Introducing dataverifyr: A Lightweight, Flexible, and Fast Data Validation Package that Can Handle All Sizes of Data

In every data project, there should be a check that the data actually looks like what you expect it to look like. This can be as simple as stopifnot(all(data$values > 0)), but as with everything “simple”, you typically want to have some additional features, such as cleaner error messages, rules separated from your R script (eg in a yaml file), result visualization, and last but least, a library that does this as fast as possible. The last bit is especially important when you have the data in a database or as an arrow .parquet file, due to its size or complexity.

The newly released dataverifyr package (on CRAN) allows you to do exactly that: write rules in a yaml file, load the rules, check if the rules where matched and filter for data points that do not conform to the rules; all while respecting your data framework: data.table, dplyr, arrow, duckdb, or other DBI-compliant databases.

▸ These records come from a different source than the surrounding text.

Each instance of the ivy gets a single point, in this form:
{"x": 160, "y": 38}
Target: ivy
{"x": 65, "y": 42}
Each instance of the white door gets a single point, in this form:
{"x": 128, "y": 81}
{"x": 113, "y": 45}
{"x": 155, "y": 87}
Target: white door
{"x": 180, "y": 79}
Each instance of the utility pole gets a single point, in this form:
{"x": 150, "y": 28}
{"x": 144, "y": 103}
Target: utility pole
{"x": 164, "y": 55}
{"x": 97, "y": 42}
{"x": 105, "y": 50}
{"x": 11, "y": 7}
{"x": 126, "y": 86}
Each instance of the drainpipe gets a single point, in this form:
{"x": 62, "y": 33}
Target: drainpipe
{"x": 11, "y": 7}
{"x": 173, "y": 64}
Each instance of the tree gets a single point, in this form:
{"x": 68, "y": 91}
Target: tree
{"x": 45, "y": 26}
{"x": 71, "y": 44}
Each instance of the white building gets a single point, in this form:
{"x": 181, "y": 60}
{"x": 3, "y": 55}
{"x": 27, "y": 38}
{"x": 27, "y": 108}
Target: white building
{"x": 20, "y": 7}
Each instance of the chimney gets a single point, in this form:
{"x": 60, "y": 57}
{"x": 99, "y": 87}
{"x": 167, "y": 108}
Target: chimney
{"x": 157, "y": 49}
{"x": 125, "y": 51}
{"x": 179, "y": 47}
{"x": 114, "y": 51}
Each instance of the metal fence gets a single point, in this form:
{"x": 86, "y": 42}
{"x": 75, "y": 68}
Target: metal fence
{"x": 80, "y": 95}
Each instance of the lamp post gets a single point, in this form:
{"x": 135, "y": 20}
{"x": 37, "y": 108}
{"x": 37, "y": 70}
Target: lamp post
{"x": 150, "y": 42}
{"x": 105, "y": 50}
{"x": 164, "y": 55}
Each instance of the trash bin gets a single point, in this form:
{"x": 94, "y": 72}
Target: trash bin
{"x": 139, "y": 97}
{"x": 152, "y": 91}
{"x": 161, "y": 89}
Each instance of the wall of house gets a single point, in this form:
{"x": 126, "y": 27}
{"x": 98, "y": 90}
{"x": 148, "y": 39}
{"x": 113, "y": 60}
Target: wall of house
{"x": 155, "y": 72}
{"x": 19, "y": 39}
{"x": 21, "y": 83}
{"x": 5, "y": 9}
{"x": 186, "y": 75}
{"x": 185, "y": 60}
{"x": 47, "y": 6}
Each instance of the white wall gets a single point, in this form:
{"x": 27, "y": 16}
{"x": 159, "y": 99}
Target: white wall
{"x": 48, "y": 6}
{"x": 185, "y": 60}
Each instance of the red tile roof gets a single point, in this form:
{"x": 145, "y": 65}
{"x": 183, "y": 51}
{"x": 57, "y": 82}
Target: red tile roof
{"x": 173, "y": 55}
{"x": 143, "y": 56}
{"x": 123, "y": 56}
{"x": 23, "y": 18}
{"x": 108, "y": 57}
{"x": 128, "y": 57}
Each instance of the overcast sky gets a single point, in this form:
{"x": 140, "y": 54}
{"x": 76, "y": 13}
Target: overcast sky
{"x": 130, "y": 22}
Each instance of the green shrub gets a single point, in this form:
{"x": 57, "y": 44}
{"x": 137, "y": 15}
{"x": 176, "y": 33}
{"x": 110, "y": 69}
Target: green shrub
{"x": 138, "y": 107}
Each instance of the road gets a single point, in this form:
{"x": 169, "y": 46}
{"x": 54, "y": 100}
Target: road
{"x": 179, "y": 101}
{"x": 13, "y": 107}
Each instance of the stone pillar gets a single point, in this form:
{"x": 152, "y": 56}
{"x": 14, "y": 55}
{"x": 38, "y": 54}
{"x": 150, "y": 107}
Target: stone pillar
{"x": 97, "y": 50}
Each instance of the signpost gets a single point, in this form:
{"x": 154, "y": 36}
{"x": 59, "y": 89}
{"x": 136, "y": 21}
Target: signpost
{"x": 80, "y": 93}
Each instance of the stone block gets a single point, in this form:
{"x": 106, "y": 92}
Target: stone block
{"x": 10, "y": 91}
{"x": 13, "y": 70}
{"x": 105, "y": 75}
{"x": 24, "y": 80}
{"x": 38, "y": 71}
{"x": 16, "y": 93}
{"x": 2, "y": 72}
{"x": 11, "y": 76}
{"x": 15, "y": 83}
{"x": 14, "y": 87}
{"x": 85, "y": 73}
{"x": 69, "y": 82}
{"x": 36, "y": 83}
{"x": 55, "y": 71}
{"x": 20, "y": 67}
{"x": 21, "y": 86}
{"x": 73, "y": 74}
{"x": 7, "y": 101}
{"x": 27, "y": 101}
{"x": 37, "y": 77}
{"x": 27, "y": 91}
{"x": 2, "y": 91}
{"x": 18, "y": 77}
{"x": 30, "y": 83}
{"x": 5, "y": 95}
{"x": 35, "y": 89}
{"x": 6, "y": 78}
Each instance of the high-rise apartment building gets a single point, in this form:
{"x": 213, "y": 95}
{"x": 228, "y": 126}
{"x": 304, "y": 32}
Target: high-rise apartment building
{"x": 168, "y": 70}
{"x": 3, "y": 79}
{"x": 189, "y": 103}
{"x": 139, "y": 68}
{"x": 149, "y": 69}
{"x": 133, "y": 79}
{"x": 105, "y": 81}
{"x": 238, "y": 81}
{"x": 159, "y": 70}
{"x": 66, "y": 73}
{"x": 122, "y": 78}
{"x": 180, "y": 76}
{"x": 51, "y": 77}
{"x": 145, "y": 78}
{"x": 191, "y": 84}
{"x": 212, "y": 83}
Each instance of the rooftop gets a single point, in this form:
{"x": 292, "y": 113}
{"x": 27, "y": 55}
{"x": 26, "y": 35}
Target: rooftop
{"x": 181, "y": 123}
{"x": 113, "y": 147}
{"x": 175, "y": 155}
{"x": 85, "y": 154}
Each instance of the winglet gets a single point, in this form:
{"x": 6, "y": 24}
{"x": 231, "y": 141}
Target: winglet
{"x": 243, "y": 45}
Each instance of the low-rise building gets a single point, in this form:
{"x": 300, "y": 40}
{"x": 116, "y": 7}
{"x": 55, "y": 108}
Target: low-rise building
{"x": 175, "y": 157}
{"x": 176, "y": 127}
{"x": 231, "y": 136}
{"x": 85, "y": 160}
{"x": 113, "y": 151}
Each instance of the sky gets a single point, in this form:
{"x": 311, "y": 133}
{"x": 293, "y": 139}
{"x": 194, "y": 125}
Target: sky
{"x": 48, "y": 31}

The following is an excerpt of the Readme of ´dataverifyr` that highlights how to use the package.

Larger Example using the arrow backend

For a more involved example, using a different backend, let’s say we have a larger dataset of taxi trips from NY (see also the official source of the data), that we have saved as a local arrow dataset (using parquet as a data format), where we want to make sure that some variables are in-line with our expectations/rules.

1 Download and Prepare Data

First we prepare the data by downloading it and writing the dataset to .parquet files. This needs to be done only once and is shown for reproducibility reasons only, the actual dataverifyr code is shown below the next block

library(arrow)
url <- "https://d37ci6vzurychx.cloudfront.net/trip-data/yellow_tripdata_2018-01.parquet"
file <- "yellow_tripdata_2018-01.parquet"
if (!file.exists(file)) download.file(url, file, method = "curl")
file.size(file) / 1e6 # in MB
#> [1] 123.6685

# quick check of the filesize
d <- read_parquet(file)
dim(d)
#> [1] 8760687      19
names(d)
#>  [1] "VendorID"              "tpep_pickup_datetime"  "tpep_dropoff_datetime" "passenger_count"      
#>  [5] "trip_distance"         "RatecodeID"            "store_and_fwd_flag"    "PULocationID"         
#>  [9] "DOLocationID"          "payment_type"          "fare_amount"           "extra"                
#> [13] "mta_tax"               "tip_amount"            "tolls_amount"          "improvement_surcharge"
#> [17] "total_amount"          "congestion_surcharge"  "airport_fee"

# write the dataset to disk
write_dataset(d, "nyc-taxi-data")

2 Create Rules in yaml

Next, we can create some rules that we will use to check our data. As we saw earlier, we can create the rules in R using the rule() and ruleset() functions, there is however, the (in my opinion) preferred option to separate the code from the rules by writing the rules in a separate yaml file and reading them into R.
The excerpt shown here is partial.